1Royal College of Paediatrics and Child Health. (2019). The health impacts of screen time: A guide for clinicians and parents. Royal College of Paediatrics and Child Health.

2Webb, S. J., Howard, W., Garrison, M., Corrigan, S., Quinata, S., Taylor, L., & Christakis, D. A. (2024). Mobile Media Content Exposure and Toddlers’ Responses to Attention Prompts and Behavioral Requests. JAMA Network Open, 7(7), e2418492-e2418492.
3Ibid.

4Kim, D., Lee, S., Kim, H., & Shin, Y. (2024). From temperament to YouTube: exploring the link between childhood temperament, YouTube usage patterns, and emotional/behavioral problems among children. BMC public health, 24(1), 1547. https://doi.org/10.1186/s12889-024-19011-w

A Source for More #1

To give you a feel for how researchers are thinking about these issues, take a look at this paper reporting the results of a workshop which brought together a group of academics from fields such as psychiatry, neuroscience, and pediatrics to discuss the various ways digital media might affect neurodevelopment. The paper is a (mostly) easy read and is valuable both as a source of existing research on different aspects of this issue and as a summary of the many questions these academics believe deserve further exploration.

A Source for More #2

If you want help slow-rolling your baby’s exposure to screen time, nonprofit Common Sense Media has a short set of rules, in English and Spanish, to help you keep control (also check out their main site, commonsensemedia.org for their extensive reviews and recommendations on media, including apps for children).

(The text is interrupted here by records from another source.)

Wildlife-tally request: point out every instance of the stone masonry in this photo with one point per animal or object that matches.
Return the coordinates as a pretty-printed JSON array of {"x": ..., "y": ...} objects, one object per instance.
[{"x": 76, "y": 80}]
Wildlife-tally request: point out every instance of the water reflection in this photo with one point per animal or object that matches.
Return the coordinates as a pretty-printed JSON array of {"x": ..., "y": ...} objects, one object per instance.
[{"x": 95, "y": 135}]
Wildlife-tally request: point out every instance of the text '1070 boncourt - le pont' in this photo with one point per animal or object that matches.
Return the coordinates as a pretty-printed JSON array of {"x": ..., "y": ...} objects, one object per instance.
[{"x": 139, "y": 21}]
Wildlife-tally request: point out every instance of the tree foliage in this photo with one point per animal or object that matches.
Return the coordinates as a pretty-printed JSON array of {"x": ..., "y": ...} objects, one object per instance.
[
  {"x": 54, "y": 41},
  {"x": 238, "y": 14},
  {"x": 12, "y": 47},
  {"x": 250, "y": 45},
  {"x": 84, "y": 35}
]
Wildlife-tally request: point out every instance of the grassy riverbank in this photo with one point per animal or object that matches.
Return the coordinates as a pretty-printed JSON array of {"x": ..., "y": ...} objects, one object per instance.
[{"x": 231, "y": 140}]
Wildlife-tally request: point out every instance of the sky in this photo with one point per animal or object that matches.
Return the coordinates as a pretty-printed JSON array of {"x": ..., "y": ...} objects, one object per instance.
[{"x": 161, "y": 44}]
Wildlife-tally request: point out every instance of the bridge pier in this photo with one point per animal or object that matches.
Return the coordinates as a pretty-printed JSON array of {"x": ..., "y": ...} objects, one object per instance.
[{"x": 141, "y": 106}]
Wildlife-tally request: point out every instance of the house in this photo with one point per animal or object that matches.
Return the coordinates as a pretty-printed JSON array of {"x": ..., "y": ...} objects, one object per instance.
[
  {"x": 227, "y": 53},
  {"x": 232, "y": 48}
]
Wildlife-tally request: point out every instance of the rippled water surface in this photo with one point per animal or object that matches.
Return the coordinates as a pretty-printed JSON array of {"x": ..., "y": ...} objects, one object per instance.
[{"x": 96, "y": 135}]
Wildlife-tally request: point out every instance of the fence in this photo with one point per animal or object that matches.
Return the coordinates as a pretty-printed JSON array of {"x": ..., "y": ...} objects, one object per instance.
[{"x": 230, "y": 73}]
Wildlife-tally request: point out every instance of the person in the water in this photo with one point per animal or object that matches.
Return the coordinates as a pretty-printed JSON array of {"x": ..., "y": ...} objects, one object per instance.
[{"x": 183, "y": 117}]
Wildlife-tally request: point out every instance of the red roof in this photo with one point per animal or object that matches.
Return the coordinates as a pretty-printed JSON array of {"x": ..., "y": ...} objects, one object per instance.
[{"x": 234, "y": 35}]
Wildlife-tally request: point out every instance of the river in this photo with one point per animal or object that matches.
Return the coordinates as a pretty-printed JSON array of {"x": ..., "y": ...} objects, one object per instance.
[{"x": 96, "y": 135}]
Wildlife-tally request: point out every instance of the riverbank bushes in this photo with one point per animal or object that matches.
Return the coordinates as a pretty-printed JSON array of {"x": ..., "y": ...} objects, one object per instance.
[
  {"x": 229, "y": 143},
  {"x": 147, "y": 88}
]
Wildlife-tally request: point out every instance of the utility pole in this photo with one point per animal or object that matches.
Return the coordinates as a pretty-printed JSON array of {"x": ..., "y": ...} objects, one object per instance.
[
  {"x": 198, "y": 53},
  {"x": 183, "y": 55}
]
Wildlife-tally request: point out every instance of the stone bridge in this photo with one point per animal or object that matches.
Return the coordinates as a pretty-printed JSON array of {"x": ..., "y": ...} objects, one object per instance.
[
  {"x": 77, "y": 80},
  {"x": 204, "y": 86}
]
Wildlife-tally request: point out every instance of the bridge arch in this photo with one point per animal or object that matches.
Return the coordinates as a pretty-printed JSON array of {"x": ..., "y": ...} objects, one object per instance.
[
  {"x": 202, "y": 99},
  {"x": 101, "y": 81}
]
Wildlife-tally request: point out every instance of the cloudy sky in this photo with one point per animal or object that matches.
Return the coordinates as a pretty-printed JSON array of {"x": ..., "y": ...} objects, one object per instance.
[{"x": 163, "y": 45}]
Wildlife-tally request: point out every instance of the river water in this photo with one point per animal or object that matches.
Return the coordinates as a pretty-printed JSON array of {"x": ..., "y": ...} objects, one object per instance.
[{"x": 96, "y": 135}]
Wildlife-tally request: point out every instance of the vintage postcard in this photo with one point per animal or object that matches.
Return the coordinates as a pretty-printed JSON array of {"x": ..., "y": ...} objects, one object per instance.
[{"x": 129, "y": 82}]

RAPTbaby Recommendation: PubMed®

If you’re the type that likes to go to the source, this database is for you. Whether you want to know about about the neurodevelopment we’ve been focusing on in these newsletters or are interested in research on some other topic in medicine and life sciences, you’re bound to find something in the nearly 40 million articles cited here. Typing a few words on what you’re looking for in the search engine (fyi, logging in is not required) will take you to a screen with preliminary results which you can then filter by a variety of characteristics such as age of publication, age of research subject, and type of article. 

Note: many journals charge for access to one of their articles so you can also filter to be shown articles for which the full text is available for free.